A Beale-Kato-Majda breakdown criterion for an Oldroyd-B fluid in the creeping flow regime

TL;DR

This paper establishes a Beale-Kato-Majda type criterion for the breakdown of solutions to the Oldroyd-B model in creeping flow, linking solution existence to the divergence of the stress tensor's $L^ {infty}$ norm over time.

Contribution

It extends the Beale-Kato-Majda criterion to the Oldroyd-B model in the zero Reynolds number regime, providing a new condition for solution breakdown.

Findings

Solution exists indefinitely if the stress tensor's $L^ {infty}$ norm remains integrable.
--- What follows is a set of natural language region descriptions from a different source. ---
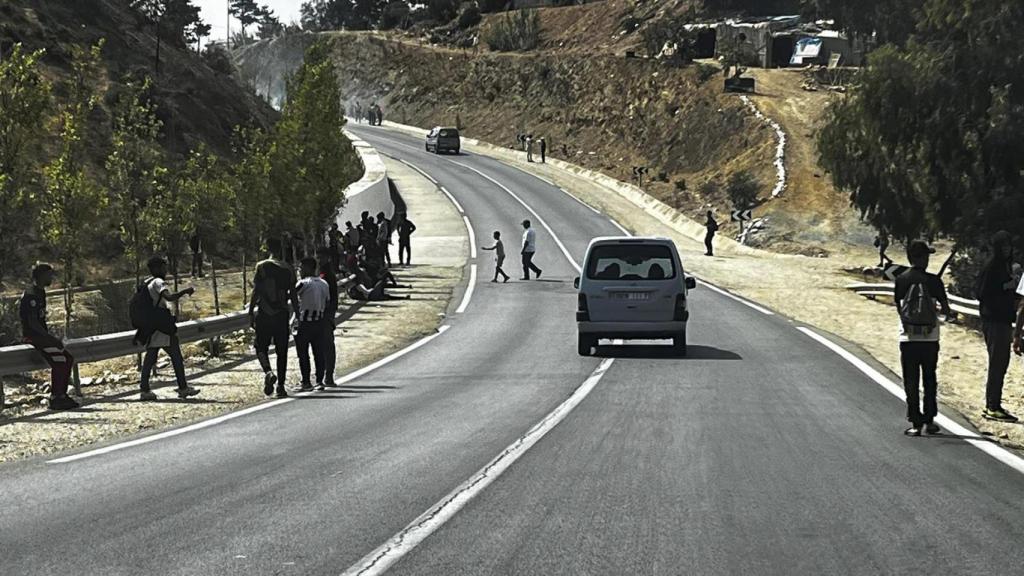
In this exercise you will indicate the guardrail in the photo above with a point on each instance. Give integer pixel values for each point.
(956, 303)
(23, 358)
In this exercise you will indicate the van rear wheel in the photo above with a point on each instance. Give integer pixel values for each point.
(679, 343)
(586, 344)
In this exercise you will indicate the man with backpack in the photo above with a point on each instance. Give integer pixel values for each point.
(269, 309)
(32, 312)
(151, 313)
(995, 292)
(916, 294)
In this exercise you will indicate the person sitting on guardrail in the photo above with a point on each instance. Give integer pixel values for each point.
(32, 311)
(269, 307)
(995, 292)
(916, 293)
(312, 294)
(165, 334)
(330, 321)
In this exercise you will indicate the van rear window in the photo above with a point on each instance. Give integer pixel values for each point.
(631, 262)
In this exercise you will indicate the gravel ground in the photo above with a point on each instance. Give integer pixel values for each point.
(233, 380)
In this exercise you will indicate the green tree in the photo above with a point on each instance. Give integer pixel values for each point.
(931, 140)
(71, 200)
(25, 104)
(134, 166)
(312, 162)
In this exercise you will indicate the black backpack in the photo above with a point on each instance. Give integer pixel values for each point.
(145, 315)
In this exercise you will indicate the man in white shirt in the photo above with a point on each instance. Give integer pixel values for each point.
(528, 248)
(313, 294)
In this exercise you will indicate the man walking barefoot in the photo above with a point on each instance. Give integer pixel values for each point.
(528, 249)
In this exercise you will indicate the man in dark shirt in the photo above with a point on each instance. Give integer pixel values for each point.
(32, 311)
(406, 230)
(269, 309)
(996, 296)
(920, 343)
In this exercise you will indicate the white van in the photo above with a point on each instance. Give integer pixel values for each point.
(632, 288)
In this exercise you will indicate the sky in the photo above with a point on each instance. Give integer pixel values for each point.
(215, 13)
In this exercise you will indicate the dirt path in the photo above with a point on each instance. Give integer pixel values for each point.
(235, 380)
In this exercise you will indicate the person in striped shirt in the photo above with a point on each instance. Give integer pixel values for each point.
(313, 297)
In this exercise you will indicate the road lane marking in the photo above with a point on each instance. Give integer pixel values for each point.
(387, 554)
(985, 445)
(554, 236)
(762, 310)
(230, 416)
(472, 238)
(469, 290)
(454, 201)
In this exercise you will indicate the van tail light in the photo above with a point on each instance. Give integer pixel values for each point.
(681, 314)
(583, 313)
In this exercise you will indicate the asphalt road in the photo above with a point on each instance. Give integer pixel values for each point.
(761, 453)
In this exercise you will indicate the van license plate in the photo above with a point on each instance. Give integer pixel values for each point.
(632, 295)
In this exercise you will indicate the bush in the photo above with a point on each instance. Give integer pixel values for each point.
(470, 16)
(515, 31)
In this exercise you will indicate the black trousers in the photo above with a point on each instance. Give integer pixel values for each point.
(174, 352)
(527, 264)
(920, 361)
(998, 336)
(272, 329)
(310, 335)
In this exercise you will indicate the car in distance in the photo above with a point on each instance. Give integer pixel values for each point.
(632, 288)
(443, 139)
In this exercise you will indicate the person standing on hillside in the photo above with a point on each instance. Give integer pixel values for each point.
(161, 296)
(499, 249)
(32, 312)
(313, 295)
(995, 292)
(406, 230)
(916, 294)
(269, 306)
(528, 249)
(712, 225)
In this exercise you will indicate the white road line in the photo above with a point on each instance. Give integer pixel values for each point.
(469, 290)
(762, 310)
(454, 201)
(417, 168)
(620, 227)
(561, 246)
(387, 554)
(979, 442)
(472, 238)
(219, 419)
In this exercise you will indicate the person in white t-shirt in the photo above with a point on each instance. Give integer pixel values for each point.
(162, 296)
(528, 249)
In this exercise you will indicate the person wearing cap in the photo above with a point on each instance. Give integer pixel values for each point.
(32, 312)
(161, 295)
(995, 292)
(920, 341)
(528, 249)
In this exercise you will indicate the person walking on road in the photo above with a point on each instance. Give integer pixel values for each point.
(313, 295)
(35, 332)
(165, 335)
(712, 225)
(528, 249)
(406, 230)
(916, 294)
(499, 249)
(995, 291)
(269, 307)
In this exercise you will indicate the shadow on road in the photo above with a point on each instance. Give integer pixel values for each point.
(653, 352)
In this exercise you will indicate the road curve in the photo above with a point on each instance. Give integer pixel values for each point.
(762, 452)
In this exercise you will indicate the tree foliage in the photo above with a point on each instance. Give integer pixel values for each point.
(931, 141)
(25, 104)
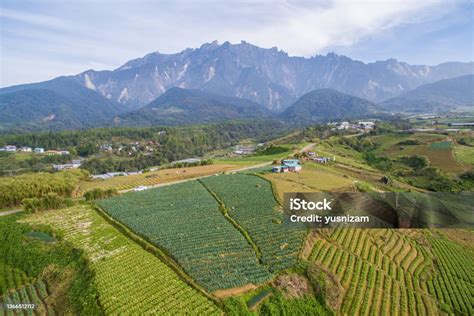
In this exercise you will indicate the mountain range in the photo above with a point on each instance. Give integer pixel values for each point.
(60, 103)
(179, 106)
(222, 82)
(327, 104)
(267, 76)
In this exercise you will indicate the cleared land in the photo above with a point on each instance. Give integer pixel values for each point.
(311, 178)
(397, 271)
(153, 177)
(129, 279)
(464, 154)
(185, 221)
(251, 204)
(436, 148)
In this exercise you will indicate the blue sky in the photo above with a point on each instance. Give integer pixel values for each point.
(43, 39)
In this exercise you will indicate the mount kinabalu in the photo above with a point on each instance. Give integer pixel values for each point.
(327, 104)
(266, 76)
(179, 106)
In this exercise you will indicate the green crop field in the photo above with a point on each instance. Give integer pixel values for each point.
(252, 204)
(36, 294)
(441, 145)
(185, 220)
(129, 279)
(397, 272)
(11, 278)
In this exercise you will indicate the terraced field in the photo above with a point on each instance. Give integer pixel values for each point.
(399, 272)
(185, 220)
(129, 279)
(252, 205)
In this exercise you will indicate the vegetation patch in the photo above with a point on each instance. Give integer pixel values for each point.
(128, 278)
(253, 206)
(185, 221)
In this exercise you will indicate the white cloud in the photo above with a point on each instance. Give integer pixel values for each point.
(62, 36)
(306, 31)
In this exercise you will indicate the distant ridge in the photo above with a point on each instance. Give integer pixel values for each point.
(179, 106)
(327, 104)
(57, 104)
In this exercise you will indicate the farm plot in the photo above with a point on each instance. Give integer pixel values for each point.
(11, 278)
(129, 279)
(252, 205)
(394, 271)
(312, 178)
(152, 178)
(464, 154)
(185, 221)
(36, 294)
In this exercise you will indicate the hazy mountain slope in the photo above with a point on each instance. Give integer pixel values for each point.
(266, 76)
(439, 96)
(327, 104)
(60, 103)
(181, 106)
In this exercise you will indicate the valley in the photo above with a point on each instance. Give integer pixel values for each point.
(212, 238)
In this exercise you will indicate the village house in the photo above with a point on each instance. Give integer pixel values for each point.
(288, 165)
(244, 150)
(25, 149)
(56, 152)
(322, 160)
(106, 147)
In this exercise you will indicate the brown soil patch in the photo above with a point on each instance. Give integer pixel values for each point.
(333, 290)
(233, 291)
(460, 236)
(293, 285)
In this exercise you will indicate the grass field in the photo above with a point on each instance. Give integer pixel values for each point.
(464, 154)
(185, 220)
(312, 178)
(153, 177)
(278, 152)
(396, 272)
(129, 279)
(436, 148)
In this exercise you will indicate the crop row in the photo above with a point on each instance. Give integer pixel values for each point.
(28, 294)
(11, 278)
(129, 279)
(251, 204)
(185, 220)
(377, 279)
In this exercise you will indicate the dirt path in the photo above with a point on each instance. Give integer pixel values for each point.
(263, 164)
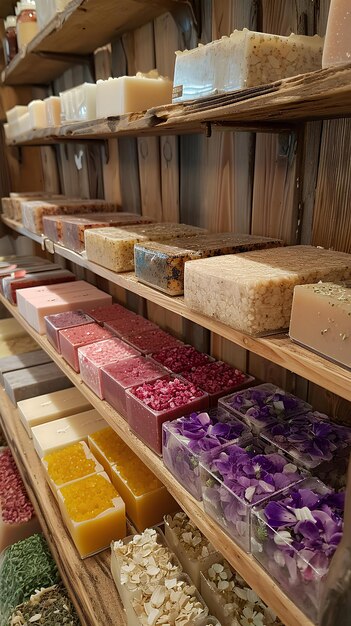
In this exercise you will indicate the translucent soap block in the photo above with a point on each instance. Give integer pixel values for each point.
(93, 357)
(168, 393)
(263, 405)
(118, 377)
(93, 512)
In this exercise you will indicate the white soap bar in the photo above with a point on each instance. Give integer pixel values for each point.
(252, 292)
(245, 59)
(321, 320)
(67, 430)
(129, 94)
(50, 407)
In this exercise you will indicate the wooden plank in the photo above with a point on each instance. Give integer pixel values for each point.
(88, 582)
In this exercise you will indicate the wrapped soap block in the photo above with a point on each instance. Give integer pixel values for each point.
(187, 438)
(228, 498)
(161, 265)
(296, 559)
(113, 248)
(65, 431)
(194, 551)
(151, 404)
(97, 355)
(321, 320)
(93, 512)
(69, 464)
(51, 406)
(17, 516)
(263, 405)
(60, 321)
(130, 94)
(252, 292)
(118, 377)
(245, 59)
(34, 381)
(217, 379)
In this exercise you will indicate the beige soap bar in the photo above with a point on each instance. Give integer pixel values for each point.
(321, 320)
(113, 248)
(50, 407)
(252, 292)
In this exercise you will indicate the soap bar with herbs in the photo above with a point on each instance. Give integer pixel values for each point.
(252, 292)
(321, 320)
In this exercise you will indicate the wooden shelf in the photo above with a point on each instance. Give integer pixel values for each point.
(247, 567)
(76, 32)
(276, 348)
(88, 582)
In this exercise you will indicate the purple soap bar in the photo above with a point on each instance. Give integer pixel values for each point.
(151, 404)
(96, 355)
(152, 341)
(73, 338)
(60, 321)
(118, 377)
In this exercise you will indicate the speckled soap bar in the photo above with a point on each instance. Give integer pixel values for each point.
(161, 265)
(34, 381)
(113, 248)
(252, 292)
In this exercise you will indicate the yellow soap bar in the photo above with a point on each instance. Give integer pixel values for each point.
(69, 464)
(93, 512)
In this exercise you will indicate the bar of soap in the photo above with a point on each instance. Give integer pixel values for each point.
(130, 94)
(161, 265)
(22, 361)
(113, 248)
(73, 338)
(34, 381)
(93, 512)
(252, 292)
(51, 406)
(97, 355)
(245, 59)
(321, 320)
(55, 323)
(65, 431)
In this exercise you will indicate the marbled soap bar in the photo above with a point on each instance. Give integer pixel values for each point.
(22, 361)
(321, 320)
(161, 265)
(252, 292)
(34, 381)
(114, 247)
(51, 406)
(55, 323)
(97, 355)
(93, 512)
(118, 377)
(65, 431)
(73, 338)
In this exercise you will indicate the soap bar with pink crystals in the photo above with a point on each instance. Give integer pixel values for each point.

Breakdown occurs only if the integral of the stress tensor's $L^ {infty}$ norm diverges.

The criterion parallels the classical result for Euler equations in fluid dynamics.

Abstract

We derive a criterion for the breakdown of solutions to the Oldroyd-B model in $\R^3$ in the limit of zero Reynolds number (creeping flow). If the initial stress field is in the Sobolev space $H^m$, $m> 5/2$, then either a unique solution exists within this space indefinitely, or, at the time where the solution breaks down, the time integral of the $L^\infty$-norm of the stress tensor must diverge. This result is analogous to the celebrated Beale-Kato-Majda breakdown criterion for the inviscid Eluer equations of incompressible fluids.